En ningún lugar

Cuando Alejandro vio el desorden, sintió oprimírsele el pecho. ¿Dónde está?, preguntó casi gritando, casi corriendo. No escuchó ninguna respuesta, ya estaba dentro de la casa, desordenándolo todo aún más, buscándola como si fuese su propio corazón, sus propios brazos, sus propias piernas las extraviadas.

Alejandro sitió su propio olor a caravanas, desierto y caballos, oyó su corazón agitado, ¿asustado? Sí, mucho. ¿Dónde está? No hay una nueva respuesta, nada que valga la pena escuchar, o tal vez sí. Un zumbido de moscardón maldito en su cabeza, ninguna claridad, fiebre del alma, calor. Ella está muerta, mi señor.

Fueron sus propias piernas las extraviadas, pues no las sintió más, sino el suelo pedregoso golpeando su frente. Quizás la sangre fluya por esa nueva herida, hasta que el corazón deje de latir. ¿Quién se la ha llevado? Nadie, está muerta.

Él, el único, el señor, se ha derrumbado. Saborea la derrota más grande, sobre su mayor victoria. Ella está muerta, mi señor, lo espera ya limpia, ya hermosa, como siempre. El ama ha lavado su cuerpo y cambiado sus ropas, como ella hubiera hecho de estar viva, al saber de su retorno. Ella lo espera, pues merece ser mirada con amor antes de entrar en la tumba. Repóngase, señor, y acompáñela.

Alejandro no entiende el saqueo de su casa, el desorden, la ruptura. Teme entrar en la habitación cargada de incienso y susurros íntimos. ¿Quién es ella, si no su mujer? ¿Quién es esa criatura inerte, que le ha robado las formas a su amada, y la imita grotescamente, llena de heridas secas? ¿Por qué no despiertas, vida mía? ¡Mírame! Por amor a Dios, mírame.

Lleva esperándolo así más de una semana, señor. Intentamos avisarle de su gravedad, pero estaba tan lejos. Sin embargo, mire esa sonrisa tenue. Lo esperaba, no ha perdido su hermosura, las mejillas aún se colorean de cobre, para usted.
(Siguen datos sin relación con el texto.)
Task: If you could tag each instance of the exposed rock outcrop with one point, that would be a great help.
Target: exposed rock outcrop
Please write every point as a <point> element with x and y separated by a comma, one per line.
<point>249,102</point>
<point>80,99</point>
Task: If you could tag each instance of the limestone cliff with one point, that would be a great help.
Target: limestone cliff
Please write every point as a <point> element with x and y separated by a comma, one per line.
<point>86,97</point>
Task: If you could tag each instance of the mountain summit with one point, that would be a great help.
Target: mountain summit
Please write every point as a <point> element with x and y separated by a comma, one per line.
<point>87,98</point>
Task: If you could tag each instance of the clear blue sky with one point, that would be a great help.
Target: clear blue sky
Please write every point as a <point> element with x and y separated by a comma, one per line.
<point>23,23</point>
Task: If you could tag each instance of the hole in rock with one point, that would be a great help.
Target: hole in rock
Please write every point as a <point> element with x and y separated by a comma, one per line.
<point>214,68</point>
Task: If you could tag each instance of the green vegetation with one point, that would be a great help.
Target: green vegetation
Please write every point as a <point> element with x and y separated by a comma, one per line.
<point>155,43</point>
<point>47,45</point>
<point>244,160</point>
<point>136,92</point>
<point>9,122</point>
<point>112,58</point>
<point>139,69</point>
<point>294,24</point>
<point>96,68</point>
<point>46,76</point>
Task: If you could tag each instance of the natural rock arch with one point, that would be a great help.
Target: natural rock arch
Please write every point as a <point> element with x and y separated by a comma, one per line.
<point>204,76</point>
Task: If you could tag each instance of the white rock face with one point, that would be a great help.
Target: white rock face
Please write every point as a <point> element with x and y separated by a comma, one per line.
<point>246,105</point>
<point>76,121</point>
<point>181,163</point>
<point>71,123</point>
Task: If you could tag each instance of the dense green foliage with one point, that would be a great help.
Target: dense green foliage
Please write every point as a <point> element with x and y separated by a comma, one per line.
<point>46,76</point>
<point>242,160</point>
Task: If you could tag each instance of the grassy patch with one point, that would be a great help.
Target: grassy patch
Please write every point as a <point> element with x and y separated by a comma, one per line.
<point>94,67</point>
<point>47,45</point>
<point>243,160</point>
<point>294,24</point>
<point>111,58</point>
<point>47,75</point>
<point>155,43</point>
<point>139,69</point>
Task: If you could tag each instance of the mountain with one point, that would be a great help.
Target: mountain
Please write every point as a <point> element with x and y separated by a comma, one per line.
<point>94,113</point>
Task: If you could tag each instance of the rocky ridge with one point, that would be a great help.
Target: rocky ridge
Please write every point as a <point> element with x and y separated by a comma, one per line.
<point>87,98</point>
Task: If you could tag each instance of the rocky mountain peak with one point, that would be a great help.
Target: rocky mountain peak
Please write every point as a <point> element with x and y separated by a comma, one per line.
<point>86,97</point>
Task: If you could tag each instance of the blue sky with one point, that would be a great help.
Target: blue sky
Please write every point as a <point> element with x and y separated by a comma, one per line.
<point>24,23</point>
Los saqueadores atacaron cuando supieron su muerte, pero al encontrarla dormida, bella, retrocedieron. Señor, mírela y no se canse de mirarla, porque pronto no podrá verla más.

Alejandro conoce el miedo desde que supo amarla, ahora todo ese miedo le nubla la vista… ¿Quién es ella? ¿Por qué ella? ¿Dónde está mi mujer? Aquí, mi señor, aquí, donde se quedó al partir usted, donde lo esperó. No la culpe por su corazón marchito, ella lo amó, pero la fiebre vino y se agravó con la pena. No fue culpa de ella, señor, no fue culpa de ella.

¿Por qué, muerte, te ensañas conmigo? ¿Por qué te la llevas? La muerte ha secado su corazón, mi señor, pero por Dios, mire cómo sonríe al escuchar su voz, mire cómo irradia toda su belleza y su aroma, para usted. Señor, mírela y háblele de amor, toque sus cabellos y diga adiós. Ella debe irse.

Noches tristes y malditas, ésta y todas las que vendrán. Amada mía, única, inexistente. Escogiste a la criatura más sublime para clavarle una daga en la razón, matarla y llevarla contigo, muerte, noche, tal vez para alegrar tus solitarios días. Y ella sonríe, ya no sufre más, ya no llora más por mí. Perdóname, mi princesa, por no haberte hecho feliz.